Remote working is not as doom and gloom as you may think

Due to the COVID-19 outbreak, more people across the world will be remote working than ever, but how can you make the best of it?

During a press conference on Monday 16th March, Prime Minister Boris Johnson announced that measures must be taken to help contain the spread of COVID-19, including the emphasis on remote working and social distancing. Although removing yourself from your usual work and social routine may seem draining – you shouldn’t expect the worst.

Jason Mander, CRO for GlobalWebIndex responded, saying: “No doubt many employers and employees will be feeling anxious and dreading the announcement made by the Prime Minister, encouraging all that can, to work from home. However, it is not all doom and gloom, there are many advantages to remote working.

“Truth be told, it’s a trend already infiltrating many industries, particularly as the millennial workforce demands greater flexibility in their work lives.

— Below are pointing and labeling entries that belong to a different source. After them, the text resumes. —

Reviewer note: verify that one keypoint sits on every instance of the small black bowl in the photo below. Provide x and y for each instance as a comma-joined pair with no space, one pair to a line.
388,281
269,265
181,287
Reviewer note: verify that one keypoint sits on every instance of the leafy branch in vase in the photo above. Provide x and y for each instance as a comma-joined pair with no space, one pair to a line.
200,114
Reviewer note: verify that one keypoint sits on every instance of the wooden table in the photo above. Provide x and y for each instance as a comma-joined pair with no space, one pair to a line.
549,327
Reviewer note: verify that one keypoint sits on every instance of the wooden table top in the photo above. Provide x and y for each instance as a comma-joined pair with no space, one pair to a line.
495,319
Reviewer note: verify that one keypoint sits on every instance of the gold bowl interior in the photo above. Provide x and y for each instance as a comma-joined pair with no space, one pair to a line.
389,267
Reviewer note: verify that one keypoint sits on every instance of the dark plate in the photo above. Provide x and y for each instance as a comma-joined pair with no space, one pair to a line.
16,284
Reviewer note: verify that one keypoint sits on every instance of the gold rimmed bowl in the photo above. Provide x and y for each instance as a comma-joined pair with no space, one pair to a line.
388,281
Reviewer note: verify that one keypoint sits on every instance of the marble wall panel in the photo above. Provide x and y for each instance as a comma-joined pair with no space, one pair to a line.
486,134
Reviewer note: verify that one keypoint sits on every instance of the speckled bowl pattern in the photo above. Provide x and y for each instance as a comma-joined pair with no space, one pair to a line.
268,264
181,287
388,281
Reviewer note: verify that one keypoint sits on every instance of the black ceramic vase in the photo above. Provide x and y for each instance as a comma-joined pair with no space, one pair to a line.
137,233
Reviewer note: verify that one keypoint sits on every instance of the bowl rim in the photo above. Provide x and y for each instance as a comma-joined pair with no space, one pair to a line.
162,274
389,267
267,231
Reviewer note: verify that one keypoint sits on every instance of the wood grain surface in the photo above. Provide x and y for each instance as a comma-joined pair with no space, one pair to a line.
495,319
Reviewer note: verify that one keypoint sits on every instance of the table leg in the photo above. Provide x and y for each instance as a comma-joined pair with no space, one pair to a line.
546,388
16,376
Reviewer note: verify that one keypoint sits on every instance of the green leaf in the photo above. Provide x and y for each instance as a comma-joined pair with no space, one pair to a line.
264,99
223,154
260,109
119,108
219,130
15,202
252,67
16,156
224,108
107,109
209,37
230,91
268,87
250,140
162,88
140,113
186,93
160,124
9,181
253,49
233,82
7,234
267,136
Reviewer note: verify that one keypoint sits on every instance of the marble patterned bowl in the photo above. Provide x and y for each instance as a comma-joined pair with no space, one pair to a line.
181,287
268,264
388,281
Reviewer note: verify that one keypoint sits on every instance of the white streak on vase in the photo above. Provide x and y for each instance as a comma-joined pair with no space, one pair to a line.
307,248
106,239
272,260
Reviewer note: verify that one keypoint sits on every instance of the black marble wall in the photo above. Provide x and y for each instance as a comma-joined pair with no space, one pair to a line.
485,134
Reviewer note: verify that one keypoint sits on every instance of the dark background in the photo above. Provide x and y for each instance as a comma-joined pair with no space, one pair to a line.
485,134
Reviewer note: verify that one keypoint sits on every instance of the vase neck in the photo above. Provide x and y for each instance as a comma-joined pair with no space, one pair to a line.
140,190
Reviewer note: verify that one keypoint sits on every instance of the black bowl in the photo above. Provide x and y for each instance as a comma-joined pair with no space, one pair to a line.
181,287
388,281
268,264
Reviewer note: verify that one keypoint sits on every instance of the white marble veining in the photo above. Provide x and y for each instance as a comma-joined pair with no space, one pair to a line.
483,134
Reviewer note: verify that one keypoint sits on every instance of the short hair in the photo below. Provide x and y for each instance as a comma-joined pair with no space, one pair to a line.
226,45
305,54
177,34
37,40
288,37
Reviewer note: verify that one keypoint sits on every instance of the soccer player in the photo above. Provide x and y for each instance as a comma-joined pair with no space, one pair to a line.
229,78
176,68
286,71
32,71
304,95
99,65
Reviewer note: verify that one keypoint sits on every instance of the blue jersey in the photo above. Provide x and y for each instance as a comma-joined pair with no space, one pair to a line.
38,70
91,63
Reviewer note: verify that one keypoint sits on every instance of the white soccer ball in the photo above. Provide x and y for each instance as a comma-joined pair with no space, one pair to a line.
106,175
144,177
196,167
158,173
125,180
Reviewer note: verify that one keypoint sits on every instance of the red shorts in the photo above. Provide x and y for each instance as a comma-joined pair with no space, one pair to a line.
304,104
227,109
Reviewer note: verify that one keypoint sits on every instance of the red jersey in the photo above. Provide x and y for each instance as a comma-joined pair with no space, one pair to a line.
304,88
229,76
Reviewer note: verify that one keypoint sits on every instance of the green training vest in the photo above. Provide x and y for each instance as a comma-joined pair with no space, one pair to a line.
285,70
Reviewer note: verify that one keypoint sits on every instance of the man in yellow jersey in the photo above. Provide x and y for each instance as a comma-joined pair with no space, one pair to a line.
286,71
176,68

We simply happen to find ourselves forced upon it, virtually overnight rather than a gradual uptake.”

Advantages for employees

A GlobalWebIndex study found that companies that permit remote working have a 20% higher employee satisfaction, and a 17% greater workplace culture. Forty-five per cent of the UK population spend over an hour commuting to work, and remote working cuts that time and allocates it to other activities such as childcare, socialising or catching up on sleep. The same percentage of remote workers, in fact, report getting better sleep than workers who do not work from home.

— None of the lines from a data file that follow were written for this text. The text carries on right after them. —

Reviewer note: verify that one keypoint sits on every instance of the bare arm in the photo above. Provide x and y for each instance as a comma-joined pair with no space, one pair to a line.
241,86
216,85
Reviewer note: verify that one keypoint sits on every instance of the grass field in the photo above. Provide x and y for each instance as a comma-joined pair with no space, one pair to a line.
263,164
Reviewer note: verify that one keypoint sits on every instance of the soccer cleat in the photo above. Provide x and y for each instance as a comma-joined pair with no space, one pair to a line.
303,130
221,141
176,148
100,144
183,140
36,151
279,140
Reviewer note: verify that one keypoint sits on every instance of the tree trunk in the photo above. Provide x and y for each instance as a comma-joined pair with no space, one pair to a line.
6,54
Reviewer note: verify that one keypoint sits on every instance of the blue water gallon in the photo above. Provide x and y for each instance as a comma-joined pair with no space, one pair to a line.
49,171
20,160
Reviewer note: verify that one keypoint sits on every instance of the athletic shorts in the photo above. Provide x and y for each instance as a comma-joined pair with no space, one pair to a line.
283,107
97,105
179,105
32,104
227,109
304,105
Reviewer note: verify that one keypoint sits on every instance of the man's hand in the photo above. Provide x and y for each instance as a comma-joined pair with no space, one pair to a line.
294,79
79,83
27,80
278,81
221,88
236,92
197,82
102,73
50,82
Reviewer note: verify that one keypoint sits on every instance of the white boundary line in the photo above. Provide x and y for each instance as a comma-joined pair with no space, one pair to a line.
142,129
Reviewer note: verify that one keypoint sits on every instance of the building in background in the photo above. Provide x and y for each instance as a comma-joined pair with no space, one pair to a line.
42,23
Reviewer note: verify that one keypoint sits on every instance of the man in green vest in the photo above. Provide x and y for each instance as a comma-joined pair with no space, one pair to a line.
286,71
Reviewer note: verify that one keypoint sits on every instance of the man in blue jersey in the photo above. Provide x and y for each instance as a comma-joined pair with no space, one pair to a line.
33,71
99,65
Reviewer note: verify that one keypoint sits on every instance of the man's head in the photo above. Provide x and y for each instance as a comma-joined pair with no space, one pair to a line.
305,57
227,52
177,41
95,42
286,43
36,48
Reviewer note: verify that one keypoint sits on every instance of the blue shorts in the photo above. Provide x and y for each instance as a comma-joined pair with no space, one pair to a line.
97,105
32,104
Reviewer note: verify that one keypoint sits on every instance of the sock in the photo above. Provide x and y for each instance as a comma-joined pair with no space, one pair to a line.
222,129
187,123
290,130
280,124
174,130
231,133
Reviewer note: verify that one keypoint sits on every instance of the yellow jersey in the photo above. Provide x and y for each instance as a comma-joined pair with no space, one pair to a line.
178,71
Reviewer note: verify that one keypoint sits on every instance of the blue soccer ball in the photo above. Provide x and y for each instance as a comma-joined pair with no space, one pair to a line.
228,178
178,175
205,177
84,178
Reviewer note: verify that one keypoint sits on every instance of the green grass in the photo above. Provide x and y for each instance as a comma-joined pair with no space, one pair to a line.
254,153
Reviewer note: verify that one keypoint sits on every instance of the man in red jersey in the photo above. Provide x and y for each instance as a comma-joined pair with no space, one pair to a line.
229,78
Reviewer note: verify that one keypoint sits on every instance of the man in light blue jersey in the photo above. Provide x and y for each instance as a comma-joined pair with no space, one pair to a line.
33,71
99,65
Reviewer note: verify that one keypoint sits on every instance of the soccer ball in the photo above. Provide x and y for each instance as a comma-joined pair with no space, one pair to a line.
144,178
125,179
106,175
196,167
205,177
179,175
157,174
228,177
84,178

“Among global professionals, the option for remote working is associated with better personal outcomes. Those who work for employers that permit remote working are more inclined to rate their companies as “good” or “excellent” for employee morale, communication, productivity, collaboration, and overall culture – compared to those where it is not permitted.”

Advantages for employers

The same study found that productivity rises by 16% when remote working is permitted, despite the popular stereotype that employees become less productive and more distracted when working from home. Seventy-six per cent of workers also said that they would be more loyal to their employer if they provided them with remote working options, with the same study predicting that there would be a 10% increase in employee retention by 2020.

“Technological developments have facilitated a more fluid, equitable way of working by creating seamless connections across employees of all levels. Included in these developments are tools like Slack, Google Hangouts, and Zoom. Not only do they help facilitate remote working, but their usage in our general work lives has been found to help make us more productive and collaborative. Among business professionals who report using collaboration tools only once a week, for example, their rating of productivity in their organizations as “good” or “excellent” is at 71%. As frequency of collaboration tool usage increases, so does this perception – among those who use collaboration tools several times a day, 83% rate their companies highly on productivity.”

Dismantling Stereotypes

A Gallup study found that those who work remotely 60-80% of the time feel their relationship and development needs are met more than other remote and office workers. It also found that despite the lonely stereotype of remote working, those who work from home are most likely to say that they feel that someone at work cares about them as a person.

Although lifestyle and routine changes can be daunting, and can be difficult to adjust to, remote working benefits both employers and employees in the long run. While the COVID-19 pandemic sees more people than ever work from home, we may see the trend continue long after.